5 (part d is very difficult to do correctly, but everybody should try part a,b,c: HINT, it does not need any factor of safety or other complex calculation(!), clear thinking is required, but very little work)    At Vedauwoo, a sheet of exfoliating granite 1 meter in downslope length lies on an exposed granite slope, with slope less than the friction angle (let’s say a slope angle 20 degrees, friction angle 30 degrees). The granite slab is only a few centimeters thick and warms up and cools down with the diurnal (daily) cycle. The underlying granite is such a large thermal mass that it hardly heats or cools at all. Assume the granite slab goes through a steady 10 degree C peak to peak sinusoidal diurnal cycle. Also assume the slab is basically a rectangular block that is touching the underlying rock only at its upper and lower ends. Coefficient of thermal expansion of granite is 0.00001 per degree C (ie. dimensionally a strain per degree)

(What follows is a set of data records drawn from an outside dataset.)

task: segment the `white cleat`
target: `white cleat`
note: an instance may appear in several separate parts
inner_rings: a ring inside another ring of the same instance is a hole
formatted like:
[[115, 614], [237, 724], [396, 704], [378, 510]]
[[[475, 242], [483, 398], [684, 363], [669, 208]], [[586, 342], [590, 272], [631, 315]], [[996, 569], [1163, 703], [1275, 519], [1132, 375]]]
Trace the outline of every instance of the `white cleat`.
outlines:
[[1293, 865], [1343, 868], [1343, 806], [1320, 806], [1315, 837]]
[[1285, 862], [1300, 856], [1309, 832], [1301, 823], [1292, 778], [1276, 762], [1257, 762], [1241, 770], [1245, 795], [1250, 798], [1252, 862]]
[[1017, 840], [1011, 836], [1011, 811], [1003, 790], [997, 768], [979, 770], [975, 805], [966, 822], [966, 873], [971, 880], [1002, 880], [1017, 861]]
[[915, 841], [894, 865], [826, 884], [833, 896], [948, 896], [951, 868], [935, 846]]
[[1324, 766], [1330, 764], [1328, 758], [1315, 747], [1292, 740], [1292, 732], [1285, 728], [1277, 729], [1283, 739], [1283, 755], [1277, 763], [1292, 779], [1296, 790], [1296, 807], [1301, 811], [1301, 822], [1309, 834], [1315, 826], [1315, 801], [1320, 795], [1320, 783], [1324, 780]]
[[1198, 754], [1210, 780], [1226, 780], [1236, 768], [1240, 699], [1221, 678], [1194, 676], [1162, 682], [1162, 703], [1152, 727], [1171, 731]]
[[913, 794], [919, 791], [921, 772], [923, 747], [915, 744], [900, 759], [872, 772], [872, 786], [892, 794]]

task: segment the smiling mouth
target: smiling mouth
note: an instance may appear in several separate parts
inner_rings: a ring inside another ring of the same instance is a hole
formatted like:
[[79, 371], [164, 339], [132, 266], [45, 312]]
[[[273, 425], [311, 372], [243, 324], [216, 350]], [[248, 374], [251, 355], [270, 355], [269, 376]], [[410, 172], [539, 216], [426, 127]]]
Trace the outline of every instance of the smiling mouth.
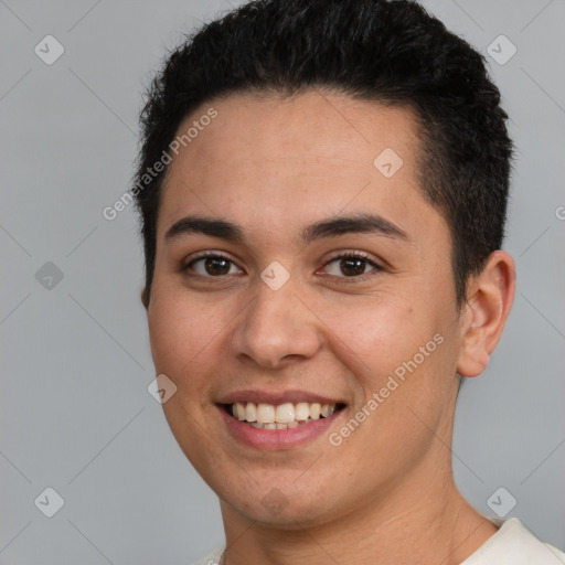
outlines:
[[266, 404], [236, 402], [221, 405], [230, 416], [259, 429], [289, 429], [317, 419], [327, 418], [345, 407], [344, 404], [299, 402], [296, 404]]

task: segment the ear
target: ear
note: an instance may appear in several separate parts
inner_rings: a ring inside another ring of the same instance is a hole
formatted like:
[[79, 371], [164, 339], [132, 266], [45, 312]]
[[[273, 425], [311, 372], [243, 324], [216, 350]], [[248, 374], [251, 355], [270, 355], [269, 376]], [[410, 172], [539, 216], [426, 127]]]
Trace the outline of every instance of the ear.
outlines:
[[147, 297], [147, 287], [143, 287], [141, 289], [141, 303], [143, 305], [145, 309], [147, 310], [149, 307], [149, 300]]
[[459, 374], [478, 376], [487, 369], [512, 308], [514, 291], [514, 260], [507, 252], [497, 250], [468, 285]]

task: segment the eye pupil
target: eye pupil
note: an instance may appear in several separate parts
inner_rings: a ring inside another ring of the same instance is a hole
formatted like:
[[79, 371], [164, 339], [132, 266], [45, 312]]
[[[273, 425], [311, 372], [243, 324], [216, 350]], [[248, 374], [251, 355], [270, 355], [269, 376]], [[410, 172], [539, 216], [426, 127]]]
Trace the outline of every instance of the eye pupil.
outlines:
[[347, 277], [354, 277], [355, 275], [363, 275], [365, 270], [365, 259], [355, 257], [344, 257], [340, 262], [340, 268]]
[[226, 275], [230, 271], [230, 260], [221, 257], [209, 257], [204, 262], [209, 275]]

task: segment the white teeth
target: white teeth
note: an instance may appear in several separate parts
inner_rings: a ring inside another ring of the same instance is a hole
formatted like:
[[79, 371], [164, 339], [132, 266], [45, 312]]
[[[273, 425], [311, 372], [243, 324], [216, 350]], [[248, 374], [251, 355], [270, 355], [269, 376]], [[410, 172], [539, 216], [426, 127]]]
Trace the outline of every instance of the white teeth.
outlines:
[[310, 405], [307, 402], [299, 402], [295, 406], [295, 419], [308, 419], [310, 416]]
[[275, 422], [275, 406], [273, 404], [257, 404], [257, 422], [259, 424], [271, 424]]
[[245, 419], [247, 422], [257, 422], [257, 405], [254, 402], [248, 402], [245, 406]]
[[231, 414], [241, 422], [247, 422], [254, 428], [287, 429], [296, 428], [316, 419], [327, 418], [335, 412], [335, 404], [318, 402], [297, 404], [285, 403], [277, 406], [267, 403], [236, 402], [231, 405]]
[[245, 407], [241, 402], [235, 403], [235, 414], [237, 419], [245, 419]]
[[310, 417], [312, 419], [318, 419], [320, 417], [320, 403], [310, 404]]
[[275, 411], [275, 419], [279, 424], [288, 424], [295, 420], [295, 406], [290, 403], [279, 404]]

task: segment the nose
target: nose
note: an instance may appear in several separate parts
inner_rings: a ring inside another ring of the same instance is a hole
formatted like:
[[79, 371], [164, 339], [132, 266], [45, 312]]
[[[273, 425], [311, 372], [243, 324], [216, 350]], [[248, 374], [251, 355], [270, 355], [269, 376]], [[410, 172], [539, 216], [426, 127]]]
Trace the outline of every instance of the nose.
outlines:
[[234, 329], [235, 355], [265, 369], [278, 369], [310, 359], [322, 347], [318, 318], [290, 280], [273, 290], [257, 282], [255, 298]]

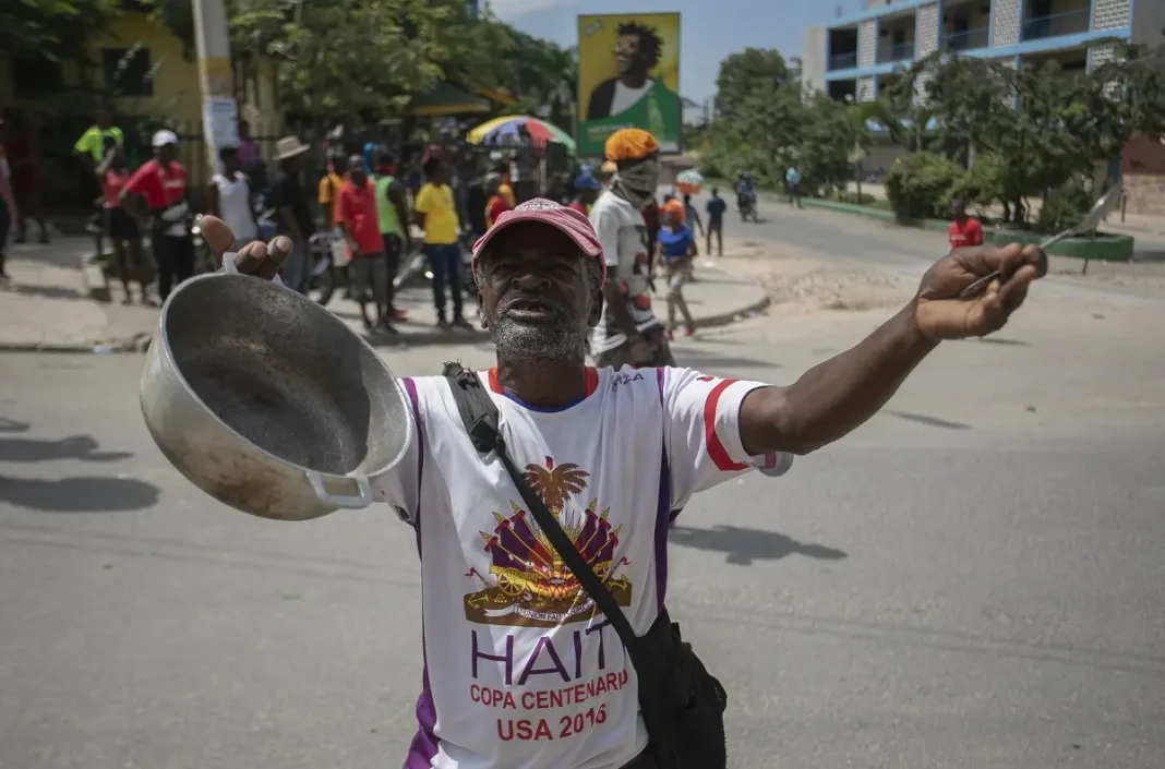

a)    How much does the block lengthen each day (and contract each night)?

b)      Calculate the rate of motion, in meters per year of the slab, resulting from the diurnal thermal cycle.  Although this example of thermal creep is extreme, in fact, most loose materials (soils, rock debris etc.) creep downhill under the action of a large variety of thermal, water, freeze-thaw, biological disturbances etc.  This slow downslope motion is important and we will examine in detail later.

c)      Does the angle of the slope affect the motion?

d)     (VERY hard) Assume the slab touches the underlying rock along its entire length, not just at the ends, now how fast does it move?  A complete answer would give a definite speed, however, a description of the details of motion is probably sufficient, but such a description should include a comment on the speed dependence on the slope angle, which is different from the answer to part c.